The best known example is the Monte Carlo method, in which the dynamical algorithm consists of random jumps. The jump rates \(\nu_{AB}\) for all pairs of states \((A, B)\) take the form:

\[ \nu_{AB} = \nu_0 \quad \text{if } E_B \le E_A \]

\[ \nu_{AB} = \nu_0 e^{-\beta (E_B - E_A)} \quad \text{if } E_B \ge E_A \]

where \(\nu_0\) is a constant.

Exercise: Show that this gives the canonical distribution in steady state.

Solution

To show that this jump rate rule gives the canonical distribution in steady state, we assume the system reaches a steady-state probability distribution \(P_A\) for state \(A\) and apply the condition of detailed balance.

Detailed balance requires: \[ P_A \nu_{AB} = P_B \nu_{BA} \]

Assume the canonical distribution: \[ P_A = \frac{1}{Z} e^{-\beta E_A}, \quad P_B = \frac{1}{Z} e^{-\beta E_B} \]

Now consider two cases for \(\nu_{AB}\) and \(\nu_{BA}\):

Case 1: \(E_B \leq E_A\)

Then: \[ \nu_{AB} = \nu_0, \quad \nu_{BA} = \nu_0 e^{-\beta (E_A - E_B)} \]

Substitute into the detailed balance condition: \[ P_A \nu_0 = P_B \nu_0 e^{-\beta (E_A - E_B)} \]

Cancel \(\nu_0\): \[ P_A = P_B e^{-\beta (E_A - E_B)} \]

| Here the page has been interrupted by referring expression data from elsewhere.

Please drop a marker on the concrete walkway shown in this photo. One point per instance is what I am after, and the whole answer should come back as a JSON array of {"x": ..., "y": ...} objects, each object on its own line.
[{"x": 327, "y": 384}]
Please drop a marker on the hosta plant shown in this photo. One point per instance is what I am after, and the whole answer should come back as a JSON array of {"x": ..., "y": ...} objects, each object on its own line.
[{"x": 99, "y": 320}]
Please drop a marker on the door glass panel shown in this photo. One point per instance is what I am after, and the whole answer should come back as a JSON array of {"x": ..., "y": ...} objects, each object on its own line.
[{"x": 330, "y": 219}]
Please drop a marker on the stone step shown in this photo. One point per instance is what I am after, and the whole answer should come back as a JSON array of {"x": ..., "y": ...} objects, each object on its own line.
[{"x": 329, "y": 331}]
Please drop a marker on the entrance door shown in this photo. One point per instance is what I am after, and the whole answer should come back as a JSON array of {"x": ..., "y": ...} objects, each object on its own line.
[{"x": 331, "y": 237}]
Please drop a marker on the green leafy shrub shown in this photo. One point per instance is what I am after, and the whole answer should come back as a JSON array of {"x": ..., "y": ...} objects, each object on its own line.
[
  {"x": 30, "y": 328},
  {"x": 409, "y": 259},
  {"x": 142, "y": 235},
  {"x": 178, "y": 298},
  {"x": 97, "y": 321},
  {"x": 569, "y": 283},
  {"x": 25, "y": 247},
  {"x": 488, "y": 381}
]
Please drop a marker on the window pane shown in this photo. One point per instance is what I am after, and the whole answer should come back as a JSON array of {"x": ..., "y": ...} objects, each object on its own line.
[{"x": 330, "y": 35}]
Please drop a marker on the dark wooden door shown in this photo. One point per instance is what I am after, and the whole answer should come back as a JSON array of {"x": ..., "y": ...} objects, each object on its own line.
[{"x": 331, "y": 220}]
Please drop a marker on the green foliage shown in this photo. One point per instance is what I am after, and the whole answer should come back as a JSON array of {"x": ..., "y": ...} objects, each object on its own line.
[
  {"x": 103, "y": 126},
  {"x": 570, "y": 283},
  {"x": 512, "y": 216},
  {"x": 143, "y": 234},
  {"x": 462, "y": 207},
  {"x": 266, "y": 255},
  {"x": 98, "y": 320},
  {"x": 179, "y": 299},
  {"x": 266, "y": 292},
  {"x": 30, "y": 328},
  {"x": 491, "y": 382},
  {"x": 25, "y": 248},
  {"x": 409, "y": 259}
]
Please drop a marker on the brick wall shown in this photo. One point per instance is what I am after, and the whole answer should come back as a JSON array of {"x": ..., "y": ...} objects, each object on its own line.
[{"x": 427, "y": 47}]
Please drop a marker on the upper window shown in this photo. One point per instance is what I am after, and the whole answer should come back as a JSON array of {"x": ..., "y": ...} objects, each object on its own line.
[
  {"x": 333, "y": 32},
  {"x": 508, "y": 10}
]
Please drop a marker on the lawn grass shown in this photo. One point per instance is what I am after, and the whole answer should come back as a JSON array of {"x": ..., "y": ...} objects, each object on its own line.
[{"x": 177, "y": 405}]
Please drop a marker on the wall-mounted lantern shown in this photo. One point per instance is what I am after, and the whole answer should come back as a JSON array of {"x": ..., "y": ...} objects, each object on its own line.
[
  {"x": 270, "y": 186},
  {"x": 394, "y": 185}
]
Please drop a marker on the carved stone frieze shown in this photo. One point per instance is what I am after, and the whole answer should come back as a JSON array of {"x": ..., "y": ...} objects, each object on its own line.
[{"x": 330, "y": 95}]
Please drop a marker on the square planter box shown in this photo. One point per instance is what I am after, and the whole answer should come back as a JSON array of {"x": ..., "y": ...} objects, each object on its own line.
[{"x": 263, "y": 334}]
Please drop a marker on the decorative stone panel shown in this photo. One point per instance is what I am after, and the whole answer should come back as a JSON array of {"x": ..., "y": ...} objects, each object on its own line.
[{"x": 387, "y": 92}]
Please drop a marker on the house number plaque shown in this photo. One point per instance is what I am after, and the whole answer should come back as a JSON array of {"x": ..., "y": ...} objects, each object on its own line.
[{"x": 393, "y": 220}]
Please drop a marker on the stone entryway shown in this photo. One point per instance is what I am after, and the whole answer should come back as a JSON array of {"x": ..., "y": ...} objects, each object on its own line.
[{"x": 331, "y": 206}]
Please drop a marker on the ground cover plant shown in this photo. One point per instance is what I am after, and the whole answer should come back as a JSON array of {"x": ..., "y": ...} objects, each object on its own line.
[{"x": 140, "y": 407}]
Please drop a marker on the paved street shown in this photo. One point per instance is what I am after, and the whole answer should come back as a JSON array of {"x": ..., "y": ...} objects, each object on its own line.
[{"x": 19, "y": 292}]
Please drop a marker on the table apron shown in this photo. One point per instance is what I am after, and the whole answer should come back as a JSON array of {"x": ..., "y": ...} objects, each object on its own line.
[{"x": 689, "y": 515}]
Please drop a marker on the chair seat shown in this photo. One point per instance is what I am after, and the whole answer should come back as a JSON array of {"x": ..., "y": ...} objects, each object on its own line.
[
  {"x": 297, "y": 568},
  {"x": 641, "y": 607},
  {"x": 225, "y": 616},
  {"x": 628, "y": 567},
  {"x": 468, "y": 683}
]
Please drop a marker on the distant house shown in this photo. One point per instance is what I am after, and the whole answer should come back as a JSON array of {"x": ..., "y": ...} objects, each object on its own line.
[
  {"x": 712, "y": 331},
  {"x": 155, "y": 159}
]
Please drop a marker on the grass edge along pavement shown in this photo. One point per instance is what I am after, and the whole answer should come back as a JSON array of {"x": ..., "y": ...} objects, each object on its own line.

Use canonical form: \[ \frac{1}{Z} e^{-\beta E_A} = \frac{1}{Z} e^{-\beta E_B} e^{-\beta (E_A - E_B)} = \frac{1}{Z} e^{-\beta E_A} \]

Verified.

Case 2: \(E_B > E_A\)

Then: \[ \nu_{AB} = \nu_0 e^{-\beta (E_B - E_A)}, \quad \nu_{BA} = \nu_0 \]

Substitute: \[ P_A \nu_0 e^{-\beta (E_B - E_A)} = P_B \nu_0 \]

Cancel \(\nu_0\): \[ P_A e^{-\beta (E_B - E_A)} = P_B \]

Again using canonical form: \[ \frac{1}{Z} e^{-\beta E_A} e^{-\beta (E_B - E_A)} = \frac{1}{Z} e^{-\beta E_B} = P_B \]

Verified.

Hence, in both cases the detailed balance condition is satisfied with the canonical distribution, and the steady state is indeed the canonical distribution.